In the Square-Enix game Saga Frontier, a marmoset named Riki has to collect 9 rings with various magical powers (and defeat the Master Ring) in order to save his homeland. (Someone over at Square likes Tolkien.)
In Spaceballs, Yogurt gives Lonestar a ring with which he can manipulate the Swartz. (Turns out that Yogurt just found the ring in a cereal box.)
Curse you! I wanted to blow people’s minds with the Thing Ring reference.
The character was Ben Grimm. Somehow the partial cure for… Thingness made him younger. I remember the doctor who treated him did not wnat to treat him furthur because he was afraid he could end up as an infant.
In Hugh Cook’s ‘Chronicles of an Age of Darkness’ series of books, there were genie style bottles, but instead of there being a genie in there, the owner would use a ring to enter the bottle himself, it was like carrying your own building around with you.
Also, the flight rings would allow the flying characters such as Superboy or Mon-El to retain their power of flight when powerless, as under a red sun. Or for Ultra Boy, who could only devote his ultra-energy to the use of one power at a time, to use it for strength, invulnerability or flash vision instead of flight.
Wow, I used to like that show when I was a kid, but for years I’ve been misremembering it as “Shazzam”. Occasionally you’ll still hear people say "Shazzam meaning “Presto!” or “Abracadabra!” or the like.
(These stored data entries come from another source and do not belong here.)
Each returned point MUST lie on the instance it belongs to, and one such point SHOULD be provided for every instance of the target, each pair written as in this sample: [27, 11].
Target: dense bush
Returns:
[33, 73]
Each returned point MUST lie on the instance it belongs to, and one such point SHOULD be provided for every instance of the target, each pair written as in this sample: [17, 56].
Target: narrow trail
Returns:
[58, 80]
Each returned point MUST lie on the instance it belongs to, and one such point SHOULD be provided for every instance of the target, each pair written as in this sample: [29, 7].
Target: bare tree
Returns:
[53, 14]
I concur with jayjay. Man, Otto, you’re talking to a man who owns every issue of Captain Carrot and His Amazing Zoo Crew and even I did not know about Hoppy. I’m seriously impressed.
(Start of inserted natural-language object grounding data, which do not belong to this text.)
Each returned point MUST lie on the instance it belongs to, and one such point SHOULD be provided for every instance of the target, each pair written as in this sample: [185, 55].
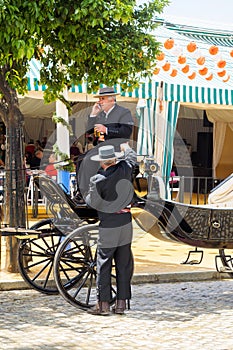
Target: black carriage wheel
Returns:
[75, 267]
[227, 261]
[36, 256]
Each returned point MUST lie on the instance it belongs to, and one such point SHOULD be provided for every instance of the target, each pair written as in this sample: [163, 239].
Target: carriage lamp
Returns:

I will confess to having to look up who constituted Hoppy’s pantheon. The others I knew after some looting of the memory bank.
Captain Marvel Jr’s magic phrase is, of course, “Captain Marvel,” which makes him the only superhero I know of who can’t utter his own name in casual conversation. Probably put a crimp in Freddy’s newsboy career whenever the Big Red Cheese was on the front page too.
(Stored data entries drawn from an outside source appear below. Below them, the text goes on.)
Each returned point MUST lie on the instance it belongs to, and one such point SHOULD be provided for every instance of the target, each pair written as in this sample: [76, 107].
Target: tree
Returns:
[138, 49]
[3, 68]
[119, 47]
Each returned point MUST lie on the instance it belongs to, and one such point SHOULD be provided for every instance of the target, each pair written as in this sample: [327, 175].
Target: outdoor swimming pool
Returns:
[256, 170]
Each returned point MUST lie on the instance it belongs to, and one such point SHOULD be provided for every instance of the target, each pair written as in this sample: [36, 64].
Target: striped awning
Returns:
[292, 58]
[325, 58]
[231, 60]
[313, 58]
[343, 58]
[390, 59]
Anyone want to go for the bonus round and name off the pantheon for IBAC, or identify who got dropped from the pantheon when Shazam the Wizard changed his name from Shazamo?
OK, I suppose Black Bolt goes on that list as well. I suppose I could include Jericho from the Titans too, since his throat was cut (except I guess they grew back or something) but if this particular tangent takes off let’s limit it to those who actually have the power of speech.